Topik pilihan: Tradisi Unik | Lokasi Wisata | Situs Sejarah
Setrika dada, Kamerun
Yang satu ini mungkin lebih tepat jika disebut sebagai tradisi, meskipun tak kalah menyakitkan dibandingkan ritual-ritual di atas. Gadis-gadis di Kamerun, terutama yang hidup dalam lingkungan dengan budaya tradisional harus menjalani proses di mana dada mereka disetrika agar tampak rata. Para ibu yang memiliki anak gadis di usia remaja menyetrika dada puteri mereka yang sedang tumbuh dengan batu, palu, spatula logam, atau kayu yang sudah dipanaskan terlebih dahulu. Setelah itu si anak diharuskan mengenakan sejenis korset untuk semakin menyamarkan bentuk dadanya.
Photo by CNN Hal ini dilakukan untuk menghindarkan si anak dari 'perhatian yang tak diinginkan' para pria. Orang-orang Kamerun berpendapat kalau dada yang menonjol bisa menimbulkan birahi. Jadi dengan dada yang rata para wanita akan terhindar dari pelecehan dan tampak lebih terhormat.
Topik pilihan: Tradisi Unik | Lokasi Wisata | Situs Sejarah
Penyayatan perut, Nigeria
Etnis Tiv yang tinggal di Nigeria juga memiliki ritual menyakitkan yang harus dilakukan para wanita untuk inisiasi menuju kedewasaan. Begitu mendapatkan haid, gadis-gadis suku Tiv harus menjalani ritual penyayatan perut. Untuk menandai kedewasaan, perut gadis yang baru mendapat haid tersebut disayat dengan beberapa torehan luka berbentuk garis memanjang. Ritual ini sifatnya wajib bagi para perempuan di sana. Selain menandakan kedewasaan, sayatan-sayatan ini dipercaya dapat meningkatkan kesuburan si gadis. Seorang gadis baru bisa disebut wanita sejati jika sudah memiliki empat bekas sayatan di perutnya. Dengan begitu mereka pun bisa mendapatkan jodoh yang baik.

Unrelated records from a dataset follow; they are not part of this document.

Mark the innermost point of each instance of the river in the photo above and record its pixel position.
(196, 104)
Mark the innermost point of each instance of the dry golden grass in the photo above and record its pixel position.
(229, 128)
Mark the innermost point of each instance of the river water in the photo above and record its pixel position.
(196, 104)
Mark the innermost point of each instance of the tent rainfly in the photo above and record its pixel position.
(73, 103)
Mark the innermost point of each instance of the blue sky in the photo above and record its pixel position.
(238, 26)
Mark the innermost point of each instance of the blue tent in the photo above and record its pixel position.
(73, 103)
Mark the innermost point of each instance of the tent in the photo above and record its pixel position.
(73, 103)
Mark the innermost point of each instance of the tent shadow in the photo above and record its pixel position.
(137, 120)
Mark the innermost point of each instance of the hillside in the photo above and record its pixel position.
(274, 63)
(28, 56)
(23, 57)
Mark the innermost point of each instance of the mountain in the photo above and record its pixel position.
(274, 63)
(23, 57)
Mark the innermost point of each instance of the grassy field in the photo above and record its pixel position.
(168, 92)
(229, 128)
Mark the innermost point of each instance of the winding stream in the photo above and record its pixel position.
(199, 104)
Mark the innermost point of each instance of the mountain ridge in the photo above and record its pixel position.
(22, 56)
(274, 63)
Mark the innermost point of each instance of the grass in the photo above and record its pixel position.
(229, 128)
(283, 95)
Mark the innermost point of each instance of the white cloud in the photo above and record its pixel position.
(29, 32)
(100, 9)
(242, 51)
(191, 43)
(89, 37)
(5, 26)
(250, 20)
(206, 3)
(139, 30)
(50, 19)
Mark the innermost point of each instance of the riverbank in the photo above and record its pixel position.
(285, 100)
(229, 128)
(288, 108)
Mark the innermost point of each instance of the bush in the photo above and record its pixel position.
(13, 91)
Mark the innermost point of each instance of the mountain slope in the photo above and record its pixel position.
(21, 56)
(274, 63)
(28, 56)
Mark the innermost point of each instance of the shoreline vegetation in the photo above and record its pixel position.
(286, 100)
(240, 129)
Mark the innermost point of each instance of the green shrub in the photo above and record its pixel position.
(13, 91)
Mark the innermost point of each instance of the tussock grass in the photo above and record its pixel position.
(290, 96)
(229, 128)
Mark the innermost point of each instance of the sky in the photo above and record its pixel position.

Topik pilihan: Tradisi Unik | Lokasi Wisata | Situs Sejarah
Ritual berburu suku Matis, Brasil
Suku Matis adalah etnis minoritas di Brasil yang mata pencahariannya adalah berburu. Pria-pria di suku ini adalah pemburu-pemburu yang andal. Tetapi pekerjaan berburu hanya boleh dilakukan oleh pria-pria dewasa saja. Para pemuda harus menjalani ritual kedewasaan dulu sebelum diizinkan ikut dalam kegiatan berburu.Ritual kedewasaan ini dimulai dengan kegiatan berburu. Para pemuda yang menjalani ritual dikirim berburu ke hutan untuk pertama kalinya. Sebelum itu mata mereka ditetesi racun yang konon bisa memperkuat daya penglihatan dan indera-indera lainnya. Setelah itu mereka harus dicambuk dan dipukuli untuk menguji ketahanan fisik. Tak berhenti sampai di situ, tubuh mereka disuntik dengan racun dari katak Phyllomedusa yang terkenal mematikan. Orang-orang Matis percaya racun katak tersebut dapat meningkatkan kekuatan dan kekebalan. Tetapi sebelum memperoleh kekebalan, si pemuda harus menanggung efek sampingnya terlebih dahulu, antara lain pusing luar biasa, mual, muntah, bahkan sampai pingsan.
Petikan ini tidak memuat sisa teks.